10 KiB
Training FrozenLake Agent with RL using AgentScope-Tuner
Summary
This example demonstrates how to use AgentScope-Tuner to implement reinforcement fine-tuning for the Frozen Lake task using Trinity-RFT. The agent learns to navigate a frozen lake grid from a starting position to a goal while avoiding holes through multi-step interactions with the environment.
Task Setting
Agent Goal
The agent's objective is to navigate from the starting position (S) to the goal position (G) on a frozen lake grid without falling into holes (H). The agent must:
- Plan a path through frozen tiles (F) to reach the goal
- Avoid holes that terminate the episode with zero reward
- Complete the task within a limited number of steps
Agent Type
The agent is implemented as a ReActAgent (Reasoning and Acting Agent) that:
- Observes the current state of the frozen lake grid
- Reasons about the best action to take
- Executes actions (Up, Down, Left, Right) to move through the environment
- Maintains internal state across multiple steps in an episode
Environment
The environment is based on Gymnasium's FrozenLake environment, wrapped to provide:
- Grid-based navigation: Randomly generated maps with configurable size (2x2 to 6x6)
- Tile types:
S: Start positionF: Frozen tile (safe to walk on)H: Hole (terminates episode with reward 0)G: Goal (terminates episode with reward +1.0)
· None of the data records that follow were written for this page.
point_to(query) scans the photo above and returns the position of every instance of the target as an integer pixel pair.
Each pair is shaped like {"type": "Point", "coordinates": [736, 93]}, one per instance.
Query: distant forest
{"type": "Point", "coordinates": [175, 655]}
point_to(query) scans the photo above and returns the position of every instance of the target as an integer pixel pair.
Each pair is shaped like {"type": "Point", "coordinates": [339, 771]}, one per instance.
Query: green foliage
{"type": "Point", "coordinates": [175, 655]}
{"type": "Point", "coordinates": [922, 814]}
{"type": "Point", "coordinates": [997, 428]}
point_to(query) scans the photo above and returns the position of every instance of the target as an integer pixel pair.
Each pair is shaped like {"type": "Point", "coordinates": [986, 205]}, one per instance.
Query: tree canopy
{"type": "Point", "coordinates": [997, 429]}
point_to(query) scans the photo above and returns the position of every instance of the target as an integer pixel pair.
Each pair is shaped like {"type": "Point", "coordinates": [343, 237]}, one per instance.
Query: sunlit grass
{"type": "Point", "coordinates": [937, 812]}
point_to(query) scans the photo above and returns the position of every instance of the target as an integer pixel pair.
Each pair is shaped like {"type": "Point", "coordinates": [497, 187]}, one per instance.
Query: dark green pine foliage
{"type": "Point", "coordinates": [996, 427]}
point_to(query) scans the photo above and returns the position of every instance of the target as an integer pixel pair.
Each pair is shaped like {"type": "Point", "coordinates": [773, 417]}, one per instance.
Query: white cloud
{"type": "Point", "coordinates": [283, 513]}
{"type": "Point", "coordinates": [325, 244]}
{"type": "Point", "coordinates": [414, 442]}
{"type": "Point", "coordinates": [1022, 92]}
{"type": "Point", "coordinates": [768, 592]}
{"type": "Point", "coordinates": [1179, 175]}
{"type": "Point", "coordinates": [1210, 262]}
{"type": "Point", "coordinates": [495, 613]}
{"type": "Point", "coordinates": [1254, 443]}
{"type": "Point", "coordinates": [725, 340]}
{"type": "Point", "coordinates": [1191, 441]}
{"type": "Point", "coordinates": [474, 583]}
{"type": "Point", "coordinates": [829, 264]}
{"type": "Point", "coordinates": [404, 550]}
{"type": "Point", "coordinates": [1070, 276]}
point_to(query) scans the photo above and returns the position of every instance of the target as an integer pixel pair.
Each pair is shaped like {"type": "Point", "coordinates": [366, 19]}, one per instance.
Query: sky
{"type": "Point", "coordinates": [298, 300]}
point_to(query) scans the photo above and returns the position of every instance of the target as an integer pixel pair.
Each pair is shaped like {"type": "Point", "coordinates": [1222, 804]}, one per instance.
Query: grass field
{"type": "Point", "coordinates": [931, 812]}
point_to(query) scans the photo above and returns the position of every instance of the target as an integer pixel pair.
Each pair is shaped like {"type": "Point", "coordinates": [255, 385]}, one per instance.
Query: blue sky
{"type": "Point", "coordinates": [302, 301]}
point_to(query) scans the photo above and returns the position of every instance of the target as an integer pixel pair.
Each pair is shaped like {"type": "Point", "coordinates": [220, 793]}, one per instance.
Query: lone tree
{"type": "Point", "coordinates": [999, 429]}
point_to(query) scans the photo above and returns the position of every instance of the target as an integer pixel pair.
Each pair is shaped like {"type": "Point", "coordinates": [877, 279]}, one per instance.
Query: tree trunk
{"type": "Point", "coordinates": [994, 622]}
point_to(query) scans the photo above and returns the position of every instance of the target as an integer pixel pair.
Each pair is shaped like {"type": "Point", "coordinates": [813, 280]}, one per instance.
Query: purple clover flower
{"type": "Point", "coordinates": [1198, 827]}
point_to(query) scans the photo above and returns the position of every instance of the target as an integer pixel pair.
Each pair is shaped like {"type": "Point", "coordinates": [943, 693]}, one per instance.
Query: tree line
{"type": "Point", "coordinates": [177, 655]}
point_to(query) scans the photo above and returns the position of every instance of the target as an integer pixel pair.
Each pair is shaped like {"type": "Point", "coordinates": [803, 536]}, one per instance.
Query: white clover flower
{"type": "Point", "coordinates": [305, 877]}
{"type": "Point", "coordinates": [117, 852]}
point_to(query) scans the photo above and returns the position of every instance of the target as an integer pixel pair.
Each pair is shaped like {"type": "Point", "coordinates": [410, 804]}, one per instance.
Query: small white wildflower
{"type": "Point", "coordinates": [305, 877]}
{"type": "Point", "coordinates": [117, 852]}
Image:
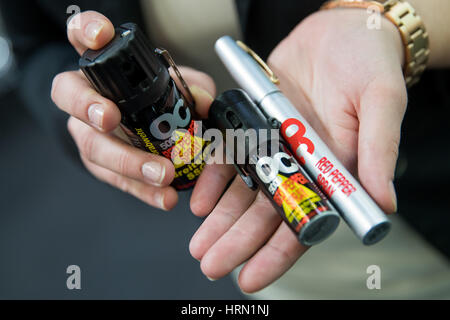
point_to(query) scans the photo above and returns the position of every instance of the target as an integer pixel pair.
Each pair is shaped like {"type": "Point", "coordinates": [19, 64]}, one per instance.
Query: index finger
{"type": "Point", "coordinates": [92, 31]}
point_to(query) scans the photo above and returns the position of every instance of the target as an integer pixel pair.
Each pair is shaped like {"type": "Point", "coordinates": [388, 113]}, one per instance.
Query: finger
{"type": "Point", "coordinates": [117, 156]}
{"type": "Point", "coordinates": [72, 93]}
{"type": "Point", "coordinates": [202, 88]}
{"type": "Point", "coordinates": [162, 198]}
{"type": "Point", "coordinates": [242, 240]}
{"type": "Point", "coordinates": [93, 31]}
{"type": "Point", "coordinates": [209, 187]}
{"type": "Point", "coordinates": [233, 204]}
{"type": "Point", "coordinates": [382, 109]}
{"type": "Point", "coordinates": [271, 261]}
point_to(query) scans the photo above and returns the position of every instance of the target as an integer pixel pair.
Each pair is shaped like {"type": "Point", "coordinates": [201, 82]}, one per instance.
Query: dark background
{"type": "Point", "coordinates": [54, 214]}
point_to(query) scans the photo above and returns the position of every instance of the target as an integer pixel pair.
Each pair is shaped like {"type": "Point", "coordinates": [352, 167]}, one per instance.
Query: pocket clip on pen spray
{"type": "Point", "coordinates": [133, 74]}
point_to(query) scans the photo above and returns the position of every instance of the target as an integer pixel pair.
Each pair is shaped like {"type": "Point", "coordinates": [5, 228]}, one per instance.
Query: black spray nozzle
{"type": "Point", "coordinates": [127, 70]}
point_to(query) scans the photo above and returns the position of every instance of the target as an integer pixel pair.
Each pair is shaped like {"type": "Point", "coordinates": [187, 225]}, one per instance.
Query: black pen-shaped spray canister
{"type": "Point", "coordinates": [267, 163]}
{"type": "Point", "coordinates": [157, 115]}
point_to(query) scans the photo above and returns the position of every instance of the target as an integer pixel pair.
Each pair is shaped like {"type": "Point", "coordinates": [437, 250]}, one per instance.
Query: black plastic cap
{"type": "Point", "coordinates": [127, 70]}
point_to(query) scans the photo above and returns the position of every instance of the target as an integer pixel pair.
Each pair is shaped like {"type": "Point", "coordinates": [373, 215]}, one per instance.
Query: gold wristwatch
{"type": "Point", "coordinates": [410, 25]}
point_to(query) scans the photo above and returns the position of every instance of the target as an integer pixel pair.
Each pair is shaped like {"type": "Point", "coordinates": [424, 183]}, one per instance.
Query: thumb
{"type": "Point", "coordinates": [382, 108]}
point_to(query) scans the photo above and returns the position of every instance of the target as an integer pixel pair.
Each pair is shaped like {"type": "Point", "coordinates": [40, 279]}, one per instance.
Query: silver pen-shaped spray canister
{"type": "Point", "coordinates": [356, 207]}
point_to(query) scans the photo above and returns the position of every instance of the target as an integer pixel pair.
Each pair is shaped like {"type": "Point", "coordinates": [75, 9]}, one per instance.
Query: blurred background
{"type": "Point", "coordinates": [54, 214]}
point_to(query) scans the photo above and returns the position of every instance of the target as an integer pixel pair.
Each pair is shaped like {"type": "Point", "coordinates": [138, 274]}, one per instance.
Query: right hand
{"type": "Point", "coordinates": [94, 119]}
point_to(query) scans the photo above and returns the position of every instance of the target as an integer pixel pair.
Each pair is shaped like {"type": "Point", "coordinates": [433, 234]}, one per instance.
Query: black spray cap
{"type": "Point", "coordinates": [234, 109]}
{"type": "Point", "coordinates": [127, 71]}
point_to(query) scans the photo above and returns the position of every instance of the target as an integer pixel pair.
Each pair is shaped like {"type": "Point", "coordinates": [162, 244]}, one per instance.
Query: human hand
{"type": "Point", "coordinates": [347, 81]}
{"type": "Point", "coordinates": [94, 119]}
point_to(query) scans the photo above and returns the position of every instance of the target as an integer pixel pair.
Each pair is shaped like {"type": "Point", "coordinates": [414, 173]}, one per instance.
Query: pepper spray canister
{"type": "Point", "coordinates": [157, 115]}
{"type": "Point", "coordinates": [356, 207]}
{"type": "Point", "coordinates": [266, 163]}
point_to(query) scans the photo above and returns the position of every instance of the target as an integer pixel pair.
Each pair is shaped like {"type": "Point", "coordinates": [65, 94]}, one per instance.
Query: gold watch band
{"type": "Point", "coordinates": [412, 30]}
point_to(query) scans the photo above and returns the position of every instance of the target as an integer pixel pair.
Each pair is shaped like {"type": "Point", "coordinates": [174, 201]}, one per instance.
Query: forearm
{"type": "Point", "coordinates": [436, 17]}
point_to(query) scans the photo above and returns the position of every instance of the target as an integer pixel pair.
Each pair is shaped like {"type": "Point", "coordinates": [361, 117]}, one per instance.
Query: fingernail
{"type": "Point", "coordinates": [93, 29]}
{"type": "Point", "coordinates": [197, 91]}
{"type": "Point", "coordinates": [154, 172]}
{"type": "Point", "coordinates": [96, 113]}
{"type": "Point", "coordinates": [393, 195]}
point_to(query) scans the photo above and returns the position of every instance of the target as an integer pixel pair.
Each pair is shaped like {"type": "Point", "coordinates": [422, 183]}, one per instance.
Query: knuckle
{"type": "Point", "coordinates": [55, 84]}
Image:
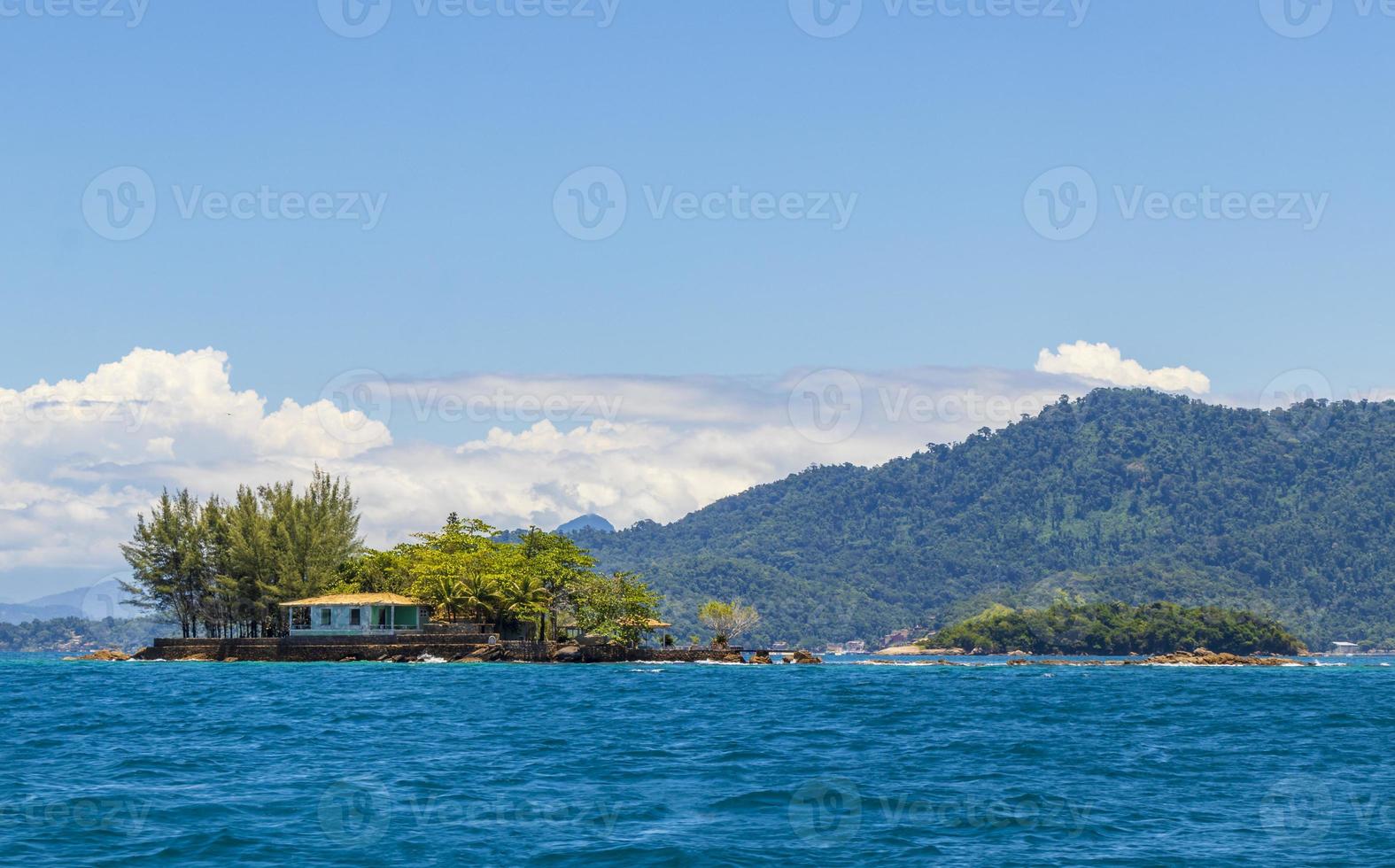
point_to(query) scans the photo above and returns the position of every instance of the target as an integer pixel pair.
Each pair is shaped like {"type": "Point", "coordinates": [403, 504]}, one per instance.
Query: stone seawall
{"type": "Point", "coordinates": [456, 647]}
- Action space: Discrete actions (Up, Down, Left, Right)
- Reward structure:
- +1.0 for reaching the goal
- 0.0 for falling into a hole or failing to reach the goal
- Observations: Text-based grid representation showing current player position
The agent does not use external tools. It interacts directly with the environment through:
env.reset(task): Initialize environment with task parametersenv.step(action): Execute action and receive observation, reward, and done flagenv.render(): Get text representation of current state
Dataset Preparation
The dataset contains task parameters for generating FrozenLake environments. Each sample specifies:
seed: Random seed for reproducible map generationsize: Grid size (randomly sampled from 2 tomap_max_size, e.g., 4x4, 6x6)p: Probability that a tile is frozen (vs. being a hole), randomly sampled from 0.6 to 0.85index: Sample indexuid: Unique identifier combining seed, size, and p
Run the data preparation script to generate training and test datasets:
python get_frozenlake_data.py --map_max_size 6 --train_size 10000 --test_size 100
This will create parquet files in the specified directory:
/path/to/frozenlake_dataset/
├── train.parquet # 10000 training samples
└── test.parquet # 100 test samples
Each sample looks like:
{"seed": 12345, "size": 5, "p": 0.75, "index": 0, "uid": "12345_5_0.75"}
Note: The data preparation script ensures that all generated maps have a valid path from start to goal within the maximum allowed steps (env_max_steps=8), filtering out unsolvable tasks.
Code Implementation
This section provides a high-level overview of the code implementation. For detailed implementation, please refer to the source code.
High-level Overview
The implementation consists of three main components:
- Agent (
FrozenLakeAgent): ExtendsReActAgentto handle multi-step navigation - Environment (
FrozenLakeEnv): Wraps Gymnasium's FrozenLake environment - Workflow (
run_frozen_lake): Orchestrates the agent-environment interaction loop
Agent Workflow
The workflow function run_frozen_lake implements the agent-environment interaction loop:
async def run_frozen_lake(
task: Dict,
model: ChatModelBase,
auxiliary_models: Dict[str, ChatModelBase],
) -> WorkflowOutput:
# ...
# Create agent and environment
agent = FrozenLakeAgent(model=model, ...)
env = FrozenLakeEnv(...)
observation, _ = env.reset(task)
rewards = []
# ...
# Agent-environment interaction loop
for _ in range(max_steps):
response = await agent.reply(msg=Msg("user", agent.get_prompt(observation), role="user"))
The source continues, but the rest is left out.